Should Facebook be allowed to decide what information we do or don’t see? Should Google be responsible for ensuring that their search results don’t offend or incriminate? If we allow platforms to determine what content and information we encounter, are we defaulting on our civic responsibilities?
Lately, it seems questions like these — questions about the algorithms that govern and structure our information networks — are raised more and more frequently. Just last week, people were outraged when it was discovered that Facebook had tried to study the spread of emotion by altering what type of posts 600,000 users saw. But the reality is we know less and less about how news content makes its way to us — especially as control of those information flows becomes more solidified in the hands of technology companies with little incentive to explain their strategies around content.
Tarleton Gillespie has done a considerable amount of writing on what we know about these algorithms — and what we think we know about them. Gillespie is an associate profesor of information science at Cornell, currently spending time at the Microsoft Research Center in Cambridge as a visiting researcher. We first met at the MIT Media Lab, where Gillespie gave a talk on “Algorithms, and the Production of Calculated Publics.” His writing on the subject includes a paper titled The Relevance of Algorithms and an essay called “Can an algorithm be wrong?” More recently, he contributed to Culture Digitally’s #digitalkeywords project with a piece on algorithms that explains, among other things, how it can be misleading to generalize the term.
We touched on the conflict between publishers and Facebook, Twitter trends, the personalization backlash, yanking the levers of Reddit’s parameters, and how information ecosystems have always required informed decision making, algorithms or no. Here’s a lightly edited transcript of our conversation.
For me, I’ve been finding myself thinking about the term algorithm quite a bit in the last couple years. In part, it came from a research project that is my main project, which is thinking about how social media platforms govern speech that they find problematic. That could be classic categories like sex and violence, it could be hate speech, it could be an array of things. But the question is, how are they finding themselves in charge of this problem of removing things that are unacceptable — finding themselves as cultural gatekeepers as publishers and broadcasters have had to be — and how do they go about doing it? And how do they justify those techniques?
As I was trying to figure that out, I was thinking about a whole array of things — like putting things behind age barriers, or safe search mechanisms, or blocking by country — and I was calling them algorithmic techniques. That made me think about updating a long literature about how technology matters, how you can design things so as to govern use — but how do you do that in an algorithmic sense, rather than, say, in a mechanical sense?
Now you’ve got Facebook and Apple and YouTube being in a similar situation, but I think the game is different.

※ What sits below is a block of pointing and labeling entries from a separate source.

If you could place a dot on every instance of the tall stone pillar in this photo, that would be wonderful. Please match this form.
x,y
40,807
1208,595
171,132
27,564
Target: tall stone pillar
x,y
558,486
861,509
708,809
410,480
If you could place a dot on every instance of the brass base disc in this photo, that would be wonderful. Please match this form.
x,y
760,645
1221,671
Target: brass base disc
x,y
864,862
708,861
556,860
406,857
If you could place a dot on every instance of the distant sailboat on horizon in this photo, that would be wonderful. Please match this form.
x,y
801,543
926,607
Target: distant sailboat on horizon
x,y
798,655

You can do classic stuff, like setting rules and deciding where the line is, but the other thing you can do now is you can design the platform so that you manage where those things go. It’s not like there’s no precedent for that either — you can build a video rental store and put all the porn in the back room, and have rules about how gets in there and who doesn’t. That’s using the material architecture and the rules to keep the right stuff in front of the right people and vice versa. But you can do that with such sophistication when you think about how to design a social media platform. You know much more about people, you know much more about what their preferences are, about where they’re coming from, about the content. You can use the algorithm — the very same algorithm that’s designed to deliver what you searched for — to also keep way what they think you don’t want to see.

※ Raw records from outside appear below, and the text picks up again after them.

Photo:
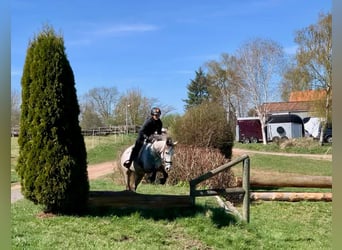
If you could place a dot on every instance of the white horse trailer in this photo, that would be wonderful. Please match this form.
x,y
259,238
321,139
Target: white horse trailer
x,y
284,126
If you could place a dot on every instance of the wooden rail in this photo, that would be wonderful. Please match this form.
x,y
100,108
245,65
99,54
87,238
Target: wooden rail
x,y
245,190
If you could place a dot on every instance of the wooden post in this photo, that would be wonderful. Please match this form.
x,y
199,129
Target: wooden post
x,y
245,186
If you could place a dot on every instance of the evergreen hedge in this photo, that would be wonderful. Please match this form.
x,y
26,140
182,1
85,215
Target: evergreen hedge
x,y
52,162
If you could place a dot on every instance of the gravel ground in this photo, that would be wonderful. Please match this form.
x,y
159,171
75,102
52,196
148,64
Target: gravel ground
x,y
98,170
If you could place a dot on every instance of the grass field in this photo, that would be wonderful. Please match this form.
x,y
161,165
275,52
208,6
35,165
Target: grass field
x,y
273,225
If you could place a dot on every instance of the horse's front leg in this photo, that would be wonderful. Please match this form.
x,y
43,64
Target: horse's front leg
x,y
138,177
152,177
165,176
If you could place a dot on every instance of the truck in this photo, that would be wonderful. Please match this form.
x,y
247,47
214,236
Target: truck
x,y
248,130
278,126
284,126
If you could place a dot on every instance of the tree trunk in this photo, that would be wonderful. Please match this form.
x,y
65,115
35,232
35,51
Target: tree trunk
x,y
290,181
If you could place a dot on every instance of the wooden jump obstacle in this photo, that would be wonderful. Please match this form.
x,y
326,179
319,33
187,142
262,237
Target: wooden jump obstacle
x,y
128,199
244,190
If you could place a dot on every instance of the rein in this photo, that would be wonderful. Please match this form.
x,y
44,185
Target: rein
x,y
160,153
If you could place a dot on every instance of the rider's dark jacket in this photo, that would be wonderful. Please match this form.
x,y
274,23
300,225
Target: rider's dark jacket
x,y
149,127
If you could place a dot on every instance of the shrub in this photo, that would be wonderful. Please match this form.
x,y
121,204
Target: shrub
x,y
52,160
191,162
205,125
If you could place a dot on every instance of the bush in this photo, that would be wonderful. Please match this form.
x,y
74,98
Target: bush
x,y
191,162
205,125
52,161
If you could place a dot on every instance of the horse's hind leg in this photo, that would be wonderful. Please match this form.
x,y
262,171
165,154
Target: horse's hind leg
x,y
165,176
138,178
152,177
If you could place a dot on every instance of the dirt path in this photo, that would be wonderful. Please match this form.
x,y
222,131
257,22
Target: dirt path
x,y
101,169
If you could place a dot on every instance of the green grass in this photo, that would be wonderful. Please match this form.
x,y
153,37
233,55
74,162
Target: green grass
x,y
273,225
299,146
283,164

Journalism is the place where it got pushed back the most, because we have a public interest in not just encountering what we expect to see, that’s much stronger than the same feeling about advertising, right? I don’t like predicting the future, because I’m terrible at it, but the enthusiasm about personalization has shifted a bit.
In some ways, I feel like what we’re seeing now is throwing every possible kind of slice at us. Any slice — here’s what we think you want, here’s what we think you asked for, here’s what we think about what everyone else is doing, here’s what your circle of friends is doing, here’s what’s timely, here’s what’s editorially interesting, here’s what’s connected to our advertising — that in some ways giving us many slices through the available content, personalization just being one or maybe a couple of those.
I don’t think it’s going to go away. I think it remains one of the ways in which a platform can slice up what it has and try to offer it up. I do think the gloss has gone off it a little bit, and probably for a good reason.
I think what that hides is the way that, for a long time, we have navigated information in part through mechanisms that don’t belong to us that try very had to provide something for us. They weren’t always calculational: Music reviewers are an intensely important way that we decide to encounter things that’s both appealing to us and can work really well. When someone suggests something that we never would have heard, it’s completely moving to us, and exciting.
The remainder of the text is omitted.